Here, we developed an approach to isolate proteins relevant to the ISD response and identified 3’ repair exonuclease 1 (Trex1) as an ISD-binding protein. Trex1 is the most abundant 3’->5’ DNA exonuclease in cells (Hoss et al., 1999; Lindahl et al., 1969; Mazur and Perrino, 1999). Loss of function mutations in the human Trex1 gene cause Aicardi-Goutieres Syndrome (AGS; Crow et al., 2006a). AGS presents in infancy as a severe encephalitis with intracranial calcifications, lymphocyte infiltrates and elevated type I IFN levels in cerebrospinal fluid, and demyelination of motor neurons with accompanying psychomotor retardation (Rice et al., 2007b). Many of these symptoms resemble those caused by congenitally acquired infection with cytomegalovirus or rubella virus (Crow et al., 2003; Sanchis et al., 2005), but no viral pathogen has been detected in AGS patients. Different Trex1 mutations also cause monogenic chilblain lupus and are found more frequently in people with systemic lupus erythematosus than in healthy individuals, suggesting that a common mechanism may underlie these disorders (Alarcon-Riquelme, 2006; Lee-Kirsch et al., 2007a; Lee-Kirsch et al., 2007b; Rice et al., 2007a). Trex1-deficient mice exhibit dramatically reduced postnatal survival; the principal cause of mortality in these mice is circulatory failure caused by inflammatory myocarditis (Morita et al., 2004).

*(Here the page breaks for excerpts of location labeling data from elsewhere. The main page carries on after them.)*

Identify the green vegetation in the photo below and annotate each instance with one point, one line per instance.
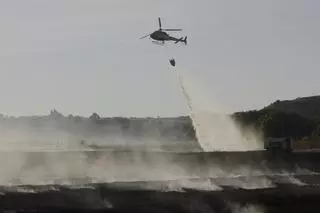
(297, 118)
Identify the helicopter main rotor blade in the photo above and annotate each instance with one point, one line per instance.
(145, 36)
(160, 23)
(172, 29)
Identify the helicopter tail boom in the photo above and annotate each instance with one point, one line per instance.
(184, 40)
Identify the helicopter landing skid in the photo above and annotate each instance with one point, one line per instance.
(158, 43)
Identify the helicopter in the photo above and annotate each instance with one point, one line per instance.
(162, 36)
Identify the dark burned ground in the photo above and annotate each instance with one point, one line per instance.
(282, 197)
(103, 199)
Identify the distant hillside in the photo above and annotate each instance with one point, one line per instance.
(308, 107)
(297, 118)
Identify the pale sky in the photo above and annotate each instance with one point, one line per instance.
(84, 56)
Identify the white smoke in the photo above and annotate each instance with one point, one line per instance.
(215, 130)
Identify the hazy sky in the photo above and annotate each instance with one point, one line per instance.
(84, 56)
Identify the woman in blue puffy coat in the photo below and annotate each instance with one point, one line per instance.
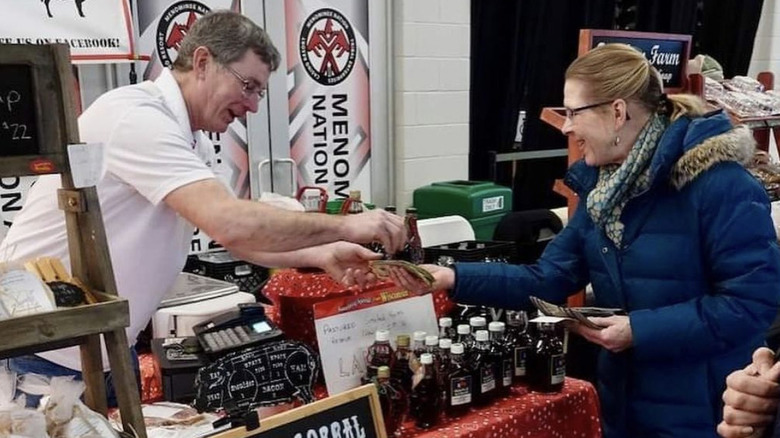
(671, 228)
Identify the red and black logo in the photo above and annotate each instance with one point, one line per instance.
(327, 46)
(174, 24)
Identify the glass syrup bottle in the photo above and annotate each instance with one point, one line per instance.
(520, 341)
(547, 364)
(426, 395)
(501, 356)
(401, 372)
(379, 353)
(459, 384)
(482, 369)
(391, 399)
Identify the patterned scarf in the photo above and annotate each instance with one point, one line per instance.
(618, 183)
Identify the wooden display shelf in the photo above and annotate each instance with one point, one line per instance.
(62, 327)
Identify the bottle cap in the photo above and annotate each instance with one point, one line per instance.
(477, 321)
(382, 335)
(496, 326)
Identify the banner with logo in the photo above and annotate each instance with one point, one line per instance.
(96, 31)
(163, 24)
(328, 93)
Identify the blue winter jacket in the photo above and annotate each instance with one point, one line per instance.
(699, 276)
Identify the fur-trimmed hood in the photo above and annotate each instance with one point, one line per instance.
(737, 145)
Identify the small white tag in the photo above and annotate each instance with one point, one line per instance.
(87, 165)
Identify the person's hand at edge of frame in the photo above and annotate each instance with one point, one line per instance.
(444, 278)
(376, 226)
(615, 335)
(751, 397)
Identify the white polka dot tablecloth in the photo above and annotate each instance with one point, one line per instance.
(572, 413)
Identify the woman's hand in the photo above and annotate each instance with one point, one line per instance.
(751, 397)
(444, 278)
(616, 335)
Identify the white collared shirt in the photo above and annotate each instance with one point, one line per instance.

Despite the emerging evidence linking Trex1 deficiency to autoimmunity, little is known about the specific mechanisms that lead to disease in the absence of Trex1. Herein, we define Trex1 as a negative regulator of the ISD response and delineate the genetic pathway linking cell-intrinsic initiation of autoimmunity to type I IFN-dependent autoantibody production and autoimmune pathology. We identify single-stranded DNA fragments derived from endogenous retroelements that accumulate in Trex1-deficient hearts and show that Trex1 can metabolize reverse-transcribed DNA of these endogenous retroelements, revealing a source of Trex1 substrates that may trigger autoimmunity.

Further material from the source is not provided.